BEHAVIORAL PROJECT ICAL?s core hypothesis is that non-physiological activation of the endocannabinoid (ECB) system by cannabis exposure during adolescence permanently alters ECB signaling, ultimately causing persistent alterations in cognition and motivated behavior. In this project, we propose a comprehensive behavioral evaluation of rodents exposed in adolescence to THC. Using a well-validated set of behavioral tasks and standardized protocols congruent with other Projects, we will characterize male and female, rat and mouse behavior across carefully selected measures of reward, memory, cognition and emotion to determine the scope of persistent THC behavioral effects, and how alterations in ECB signaling within hippocampal and mesocorticolimbic circuits underlie such effects. We have two Aims.
Aim 1 : To characterize behavioral phenotypes caused by adolescent THC exposure. We will phenotype the effects of prolonged THC administration in adolescent mice and rats of both sexes (PND 30-43), a proxy for daily cannabis use in human teenagers. The animals will be tested in adulthood (PND 70+) on standardized behavioral assays within the domains of reward, memory, cognition, and emotion. Additional groups will compare THC effects in adult animals to determine whether adolescent exposure effects are developmental in nature, and will examine behavioral effects that may emerge as animals age (PND 300+). Following behavioral testing, brains will be processed for behavior-related c-Fos immunoreactivity to determine changes in behavior-related neural activity.
Aim 2 : To identify mechanisms of induction and maintenance of adolescent THC effects on behavior.

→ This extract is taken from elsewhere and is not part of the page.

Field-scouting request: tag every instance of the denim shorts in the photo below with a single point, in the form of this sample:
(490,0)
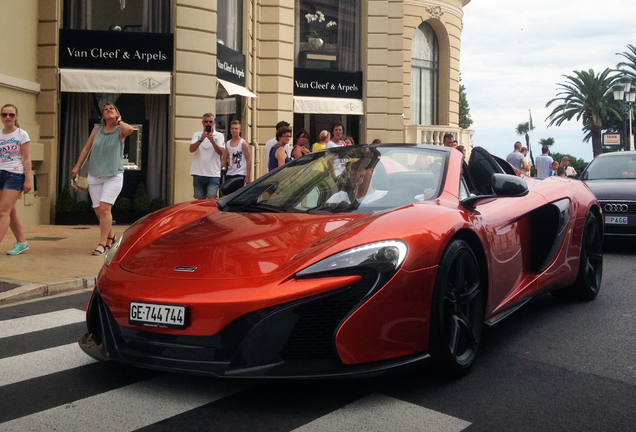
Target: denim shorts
(11,181)
(205,186)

We hypothesize that THC, via stimulation of cannabinoid CB1 receptors (CB1R) in adolescence, changes ECB signaling and plasticity mechanisms within hippocampal and mesocorticolimbic circuits, resulting in the persistent behavioral effects identified in Aim 1.
In Aim 2. 1 we will determine the CB1R-dependence of persistent adolescent THC effects.

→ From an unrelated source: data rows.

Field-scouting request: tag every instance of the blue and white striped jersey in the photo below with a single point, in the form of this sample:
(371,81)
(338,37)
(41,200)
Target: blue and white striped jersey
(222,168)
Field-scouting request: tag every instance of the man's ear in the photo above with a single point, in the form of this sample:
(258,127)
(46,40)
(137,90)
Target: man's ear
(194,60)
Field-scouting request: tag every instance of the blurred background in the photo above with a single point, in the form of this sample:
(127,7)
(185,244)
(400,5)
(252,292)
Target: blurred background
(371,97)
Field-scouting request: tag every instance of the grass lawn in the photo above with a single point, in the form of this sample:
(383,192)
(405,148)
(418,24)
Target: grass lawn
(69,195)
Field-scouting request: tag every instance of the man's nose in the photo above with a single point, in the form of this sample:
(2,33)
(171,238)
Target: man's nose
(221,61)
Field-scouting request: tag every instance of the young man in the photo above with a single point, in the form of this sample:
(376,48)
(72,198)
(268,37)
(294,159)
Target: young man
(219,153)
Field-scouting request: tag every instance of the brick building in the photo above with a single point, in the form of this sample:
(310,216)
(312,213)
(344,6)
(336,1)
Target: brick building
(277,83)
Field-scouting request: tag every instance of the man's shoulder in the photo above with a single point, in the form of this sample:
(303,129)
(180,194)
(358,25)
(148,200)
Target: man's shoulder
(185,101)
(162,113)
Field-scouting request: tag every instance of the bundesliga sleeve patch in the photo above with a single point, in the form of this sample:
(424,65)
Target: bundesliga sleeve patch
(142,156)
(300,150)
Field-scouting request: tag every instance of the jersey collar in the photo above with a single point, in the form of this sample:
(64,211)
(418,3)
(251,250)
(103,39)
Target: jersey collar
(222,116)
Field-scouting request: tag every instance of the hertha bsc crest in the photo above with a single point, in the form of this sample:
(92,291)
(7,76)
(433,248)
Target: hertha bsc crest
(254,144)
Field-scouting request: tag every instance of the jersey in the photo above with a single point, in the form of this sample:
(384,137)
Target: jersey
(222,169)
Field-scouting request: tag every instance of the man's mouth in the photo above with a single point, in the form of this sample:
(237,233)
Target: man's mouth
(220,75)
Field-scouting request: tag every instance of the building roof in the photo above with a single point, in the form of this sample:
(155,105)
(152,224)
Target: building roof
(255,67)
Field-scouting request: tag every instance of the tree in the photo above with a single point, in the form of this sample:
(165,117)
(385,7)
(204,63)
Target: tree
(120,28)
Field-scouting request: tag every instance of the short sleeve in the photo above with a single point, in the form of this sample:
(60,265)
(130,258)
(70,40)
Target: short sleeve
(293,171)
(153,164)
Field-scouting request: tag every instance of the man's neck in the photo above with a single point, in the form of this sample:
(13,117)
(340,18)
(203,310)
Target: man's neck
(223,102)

In Aim 2. 2 we will investigate the behavioral functions served by adolescent THC-induced ECB dysregulation, using microinjections of selective pharmacological agents or silencing/enhancing of gene expression via targeted viral vectors.

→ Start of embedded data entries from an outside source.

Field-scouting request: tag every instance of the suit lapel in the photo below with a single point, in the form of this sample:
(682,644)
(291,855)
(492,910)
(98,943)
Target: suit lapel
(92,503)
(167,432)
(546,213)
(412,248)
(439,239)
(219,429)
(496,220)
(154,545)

In Aim 2. 3 we will utilize chemogenetic manipulations to characterize and correct adolescent THC-induced circuit activity changes. These studies will provide the first comprehensive examination of the behavioral and circuit-level mechanisms of adolescent THC effects under a standardized, validated protocol in rodents. In addition, they will provide a mechanistic framework in which to interpret the results of NIH?s prospective ABCD consortium, and will help reveal the true neurodevelopmental effects of teen cannabis use.